Detect Genetic Variants From FFPE Breast Tissue Samples

Archived FFPE samples are invaluable clinical resources for studying clinically relevant morphology features as well as genetic changes. However, FFPE DNA quality and quantity are often not optimal, so NGS-based genetics variant detections can be inclined to false negatives. To optimize variant detection from the FFPE sample, bioinformatics and wet-lab approaches must be evaluated.
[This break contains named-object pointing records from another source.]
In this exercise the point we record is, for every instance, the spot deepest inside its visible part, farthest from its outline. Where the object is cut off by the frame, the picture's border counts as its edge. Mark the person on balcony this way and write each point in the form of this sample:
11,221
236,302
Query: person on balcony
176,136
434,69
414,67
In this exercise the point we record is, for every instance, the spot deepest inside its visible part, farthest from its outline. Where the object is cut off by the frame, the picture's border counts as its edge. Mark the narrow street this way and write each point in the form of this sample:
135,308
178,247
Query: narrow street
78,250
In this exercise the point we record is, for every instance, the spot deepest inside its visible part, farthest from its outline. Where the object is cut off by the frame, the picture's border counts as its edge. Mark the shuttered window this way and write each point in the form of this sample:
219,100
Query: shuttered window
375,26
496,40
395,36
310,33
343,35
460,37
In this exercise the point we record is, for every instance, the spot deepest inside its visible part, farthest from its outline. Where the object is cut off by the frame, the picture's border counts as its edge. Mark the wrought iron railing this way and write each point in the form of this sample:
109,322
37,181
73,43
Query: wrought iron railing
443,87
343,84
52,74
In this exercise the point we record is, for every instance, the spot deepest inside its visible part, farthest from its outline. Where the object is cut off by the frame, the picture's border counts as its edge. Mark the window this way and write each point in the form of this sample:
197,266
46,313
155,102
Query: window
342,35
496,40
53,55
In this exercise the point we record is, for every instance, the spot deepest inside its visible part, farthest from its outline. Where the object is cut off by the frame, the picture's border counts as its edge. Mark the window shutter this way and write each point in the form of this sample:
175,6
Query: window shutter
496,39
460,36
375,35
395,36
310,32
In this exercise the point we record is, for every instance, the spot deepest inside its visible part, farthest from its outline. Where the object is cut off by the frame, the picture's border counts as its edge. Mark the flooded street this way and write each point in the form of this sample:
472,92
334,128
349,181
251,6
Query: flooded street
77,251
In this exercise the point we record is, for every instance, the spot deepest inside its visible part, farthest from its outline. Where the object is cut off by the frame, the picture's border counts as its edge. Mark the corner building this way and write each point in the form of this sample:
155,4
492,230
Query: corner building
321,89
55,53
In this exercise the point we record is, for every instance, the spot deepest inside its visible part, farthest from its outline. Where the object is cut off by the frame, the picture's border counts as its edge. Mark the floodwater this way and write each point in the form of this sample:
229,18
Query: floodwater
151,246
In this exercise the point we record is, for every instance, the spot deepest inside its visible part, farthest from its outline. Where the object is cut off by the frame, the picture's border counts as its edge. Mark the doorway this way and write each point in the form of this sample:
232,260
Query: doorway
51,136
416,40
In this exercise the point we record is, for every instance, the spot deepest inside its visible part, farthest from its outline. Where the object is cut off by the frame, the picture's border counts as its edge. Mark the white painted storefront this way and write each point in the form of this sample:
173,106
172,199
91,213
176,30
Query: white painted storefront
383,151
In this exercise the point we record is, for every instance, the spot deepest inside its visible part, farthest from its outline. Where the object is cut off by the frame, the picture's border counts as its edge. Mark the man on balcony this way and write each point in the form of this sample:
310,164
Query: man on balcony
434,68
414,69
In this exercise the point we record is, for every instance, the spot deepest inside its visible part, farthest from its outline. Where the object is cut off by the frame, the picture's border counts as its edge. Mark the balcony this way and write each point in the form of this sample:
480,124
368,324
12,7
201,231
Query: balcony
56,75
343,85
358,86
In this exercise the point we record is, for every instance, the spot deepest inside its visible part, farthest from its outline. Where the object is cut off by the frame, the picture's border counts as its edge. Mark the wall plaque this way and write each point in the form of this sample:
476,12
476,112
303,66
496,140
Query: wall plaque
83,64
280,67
Research and clinical care have moved into the new era of molecular medicine and genomic/molecular characterizations of human tissue. This is especially true in breast cancer care. Mainstream use of molecular tests is a common practice for clinical research and application. Research efforts to create molecular panels can be best done with nucleic acid derived from fresh tissue or formalin-fixed paraffin-embedded block repository. This ensures that the nucleic acid quality is high. 

Comparing Quality Between Frozen and FFPE Breast Cancer Samples

Image Source: Google

For clinical research cohorts, however, it is not always possible to obtain fresh or frozen tissues. When molecular predictors for long-term outcomes are required, archived formalin-fixed paraffin-embedded (FFPE), tissues are often available. FFPE tissues are not suitable for molecular or genomics measurements. This is due to poor-quality DNA and RNA from FFPE tissue blocks. 

Nucleic acids taken from FFPE tissue blocks are of poor quality, which raises questions about the validity of next-generation sequencing (NGS), from FFPE tissues. The research goal is, for example, to identify genetic and molecular markers of future breast carcinoma from benign breast biopsy tissue that was archived years before the event. 

There are so many research centers exploring methodologic methods to optimize DNA sequencing using FFPE tissues in order to assist this effort. This report describes a method to simultaneously evaluate paired FFPE DNA and frozen DNA to verify the validity of sequencing results from FFPE tissue.